Connor Wickham scored his first goal in 799 days to inspire Crystal Palace to a 2-0 FA Cup fourth-round victory over Tottenham that eliminated their visitors from a second competition in four days.

Spurs lost on penalties to Chelsea in the semi-finals of the Carabao Cup and their FA Cup hopes were extinguished on Sunday, their former player Andros Townsend scoring from the spot to double Palace’s lead.

Defeat, which came after Mauricio Pochettino selected a significantly-weakened team that featured seven changes from Thursday’s fixture at Chelsea, leaves Spurs with only a Premier League title race they are unlikely to win and the Champions League to focus on.

In-form Bundesliga leaders Borussia Dortmund stand in their way in the knockout stages of the European competition, meaning Spurs could live to regret the defeat to an under-strength Palace team which contained six changes.

It was in only the ninth minute when Wickham, starting for the first time in two years and two months that have been wrecked by an anterior cruciate ligament injury, gave his team the lead.

When Joel Ward advanced down the right wing and centred to Jeffrey Schlupp on the edge of the area, the midfielder carried the ball towards the near, right post before shooting and forcing a save from Paulo Gazzaniga that left Wickham with a routine tap-in into a near-open goal.

With Christian Benteke again fit and Bakary Sako’s return to the club from West Brom confirmed before kick-off, Palace are again rediscovering the attacking options they have missed, but it was Kyle Walker-Peters’ inexperience that gifted their second goal.

His careless handball when leaping under a relatively harmless cross left referee Kevin Friend with little choice but to award a 34th-minute penalty, giving Townsend the chance to score his first goal against the team he left in January 2016.

He took it, sending his effort down the middle as Gazzaniga dived.

He then wasted a chance to score his second when Patrick Van Aanholt and Wilfried Zaha combined to put him through in front of goal and he could barely test Gazzaniga, before Palace had to rely on their goalkeeper Julian Speroni.

The 39-year-old was criticised for an error that last week contributed to their 4-3 defeat at Liverpool, but, when Kieran Trippier played a clever short free-kick to Georges-Kevin N’Koudou, the keeper impressively denied him not once but twice.

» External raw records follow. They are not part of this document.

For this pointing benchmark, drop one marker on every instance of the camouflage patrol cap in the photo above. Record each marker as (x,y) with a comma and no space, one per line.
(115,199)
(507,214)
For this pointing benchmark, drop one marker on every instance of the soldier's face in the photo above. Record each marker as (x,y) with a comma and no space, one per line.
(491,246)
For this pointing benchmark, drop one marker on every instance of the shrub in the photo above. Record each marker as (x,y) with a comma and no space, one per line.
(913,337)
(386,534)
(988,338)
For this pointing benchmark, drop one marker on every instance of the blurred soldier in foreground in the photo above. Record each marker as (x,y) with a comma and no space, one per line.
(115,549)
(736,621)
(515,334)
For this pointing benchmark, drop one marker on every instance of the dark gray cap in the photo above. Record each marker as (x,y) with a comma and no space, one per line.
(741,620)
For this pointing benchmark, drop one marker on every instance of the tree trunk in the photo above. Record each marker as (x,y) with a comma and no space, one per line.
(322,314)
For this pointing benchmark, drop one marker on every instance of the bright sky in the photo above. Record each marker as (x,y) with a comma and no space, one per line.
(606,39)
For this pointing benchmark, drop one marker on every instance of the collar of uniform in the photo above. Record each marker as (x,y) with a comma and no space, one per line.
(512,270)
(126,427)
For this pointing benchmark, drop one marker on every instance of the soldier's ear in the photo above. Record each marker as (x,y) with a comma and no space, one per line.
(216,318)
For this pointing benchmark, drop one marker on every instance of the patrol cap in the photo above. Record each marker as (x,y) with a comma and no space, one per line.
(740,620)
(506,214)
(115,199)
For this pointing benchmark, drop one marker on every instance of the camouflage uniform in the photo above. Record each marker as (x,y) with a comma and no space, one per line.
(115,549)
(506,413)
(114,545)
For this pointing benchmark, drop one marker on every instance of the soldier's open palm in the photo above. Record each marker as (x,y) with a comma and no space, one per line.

On the stroke of half-time he then faced a penalty when Van Aanholt clumsily fouled Juan Foyth, but Trippier, potentially unnerved by having to re-position the ball when wind blew it from the spot, wasted Spurs’ finest chance by placing his effort horribly wide of the left post.

Pochettino responded by introducing Erik Lamela as a half-time substitute, but, as the absence of Christian Eriksen and the injured Dele Alli and Harry Kane bit, his team’s struggles in front of goal continued.

Spurs were improved after the break, but they offered little beyond two efforts from Fernando Llorente that Speroni saved as another chance of silverware disappeared.